Thursday, December 24, 2009

Boom and Bust

Steve Hanke has an interesting, informative piece in GlobeAsia titled Booms and Busts.

He discusses the relationship of skyscraper construction in relation to easy money-induced booms, the fallout afterward when the boom turns to bust, and then suggests that we should be entering a boom phase:

Moving from Dubai to the United States, the spread between
Baa and Aaa corporate bond yields has dropped from its peak of
350 basis points at the end of 2008 to under 120 basis points. The
narrowing of this spread is the largest since the 1930s.


As the accompanying table signals, the United States should
have entered a boom. Indeed, if the annualized real growth rates
in the next two quarters (Q4 2009 and Q1 2010) don’t hit 7%, we
will know that the Obama administration’s interventionist policies
have been a bust.


We now know (for now!) that Q3 GDP was more or less flat absent cash for clunkers and the credit for first-time homebuyers along with the massive ongoing government stimulus. It is hard to see that Q4 will be dramatically better, given the certainty that consumer spending has been sluggish and given the commentary from Warrren Buffett and many others that their businesses have not seen much in the way of revenue growth in the U. S.

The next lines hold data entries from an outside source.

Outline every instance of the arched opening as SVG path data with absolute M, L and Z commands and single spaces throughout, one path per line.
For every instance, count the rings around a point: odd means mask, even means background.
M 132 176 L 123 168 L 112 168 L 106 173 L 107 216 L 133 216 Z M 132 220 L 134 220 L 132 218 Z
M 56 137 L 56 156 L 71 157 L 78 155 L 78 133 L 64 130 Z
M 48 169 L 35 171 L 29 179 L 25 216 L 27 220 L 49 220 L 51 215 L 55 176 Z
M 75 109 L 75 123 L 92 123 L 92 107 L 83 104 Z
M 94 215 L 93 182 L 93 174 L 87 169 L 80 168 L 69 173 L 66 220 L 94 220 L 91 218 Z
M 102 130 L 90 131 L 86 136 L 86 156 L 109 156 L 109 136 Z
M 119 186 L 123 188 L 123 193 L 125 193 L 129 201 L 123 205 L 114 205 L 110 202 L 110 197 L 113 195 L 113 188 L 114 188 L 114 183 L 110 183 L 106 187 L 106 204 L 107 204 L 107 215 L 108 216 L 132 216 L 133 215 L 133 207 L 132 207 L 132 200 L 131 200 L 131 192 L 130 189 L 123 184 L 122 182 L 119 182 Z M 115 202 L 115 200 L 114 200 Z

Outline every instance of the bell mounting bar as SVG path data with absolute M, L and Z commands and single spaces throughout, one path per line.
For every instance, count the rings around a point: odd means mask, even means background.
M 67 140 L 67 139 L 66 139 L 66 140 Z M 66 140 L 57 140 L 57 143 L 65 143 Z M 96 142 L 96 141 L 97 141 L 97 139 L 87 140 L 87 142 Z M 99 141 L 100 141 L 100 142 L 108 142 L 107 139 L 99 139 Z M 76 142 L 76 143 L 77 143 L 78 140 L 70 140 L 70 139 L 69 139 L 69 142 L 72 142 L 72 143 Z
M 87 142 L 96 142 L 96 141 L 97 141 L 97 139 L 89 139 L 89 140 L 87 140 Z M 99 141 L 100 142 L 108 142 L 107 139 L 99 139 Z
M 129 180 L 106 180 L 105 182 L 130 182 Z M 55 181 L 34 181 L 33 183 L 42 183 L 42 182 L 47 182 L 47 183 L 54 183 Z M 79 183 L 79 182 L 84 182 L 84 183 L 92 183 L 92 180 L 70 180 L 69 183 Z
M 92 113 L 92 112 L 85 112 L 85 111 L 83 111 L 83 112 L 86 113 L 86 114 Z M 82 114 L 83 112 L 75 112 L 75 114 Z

So, leaving aside Dr. Hanke's political comment above, my comment would be that we are at the tail end of the effectiveness of interest rate cuts to be associated with/cause a boom. This is the Japan scenario: ice, not fire. Demographics, debt levels, burdens of quasi-empire, better ROIC in developing countries, etc., all suggest that the cyclical rebound is to date more muted than in the past (just as the downturn was actually more muted than it could have been). Not the end of the world, though.

In this scenario, the Fed stays easy and bodies in motion stay in motion until, one fine day, they don't. In other words, the trend is your friend, until it is not. Let us see if gold stays within a well-defined structural bull market. For now, it's resting and I am sitting tight, having bought part of my large position back after about a 9% pullback. There are lots of arguments for and against gold; I'm ignoring them and simply saying that easy money is inflationary and therefore good for gold.

For now, my attention is more on Oracle, Teva, Ross Stores, and other stocks that have broken out to new highs or multi-year highs (ORCL) not just on price but based on 50 day or even 200 day moving averages. IBM is close. I am not aware of any major asset class that is undervalued.

But "money" must go somewhere. Investors should watch with gimlet eyes. Boom, bust, schmoom, schmust, all that stuff comes and goes, but fundamental valuations drive long-term returns. And right now I continue to dislike what I see in that regard.